(Bloomberg) -- South Korea’s financial market regulator is increasing pressure on lenders to clean up troubled real estate loans as the nation’s political turmoil hurts economic growth.
Korean financial institutions will “organize and restructure” 16.2 trillion won ($11.2 billion) of loans in the first half of 2025, the Financial Supervisory Service said in a statement Thursday. That constitutes more than 70% of their 22.9 trillion won of exposure in risky real estate projects as of end-September.
The move follows earlier steps by the regulator, including setting tight deadlines for lenders’ cleanup plans, to boost their financial health and restore confidence in the property market. The nation’s political turmoil has further exacerbated concerns about its economy, reinforcing the need for fiscal support and stabilizing measures.

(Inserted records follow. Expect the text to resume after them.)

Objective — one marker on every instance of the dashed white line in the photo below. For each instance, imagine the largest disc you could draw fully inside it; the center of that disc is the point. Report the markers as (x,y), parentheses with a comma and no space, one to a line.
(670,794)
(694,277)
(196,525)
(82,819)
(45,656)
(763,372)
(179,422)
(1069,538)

The risks related to real estate project finance are being managed in a “stable manner” and authorities will continue to encourage financial institutions to quickly implement follow-up management of the risky loans, the FSS said.
While the regulator said the ongoing political turmoil has “limited impact” on the funding market, Bank of Korea Governor Rhee Chang-yong warned that it’s weighing on the economy and may lead to a reduction in growth forecasts.
The project finance debt is a potential threat for local financial markets. A debt restructuring by Korean builder Taeyoung Engineering & Construction Co. earlier this year rekindled memories of a default in 2022 by the developer of a Legoland amusement park that sent some corporate borrowing costs to over decade-highs.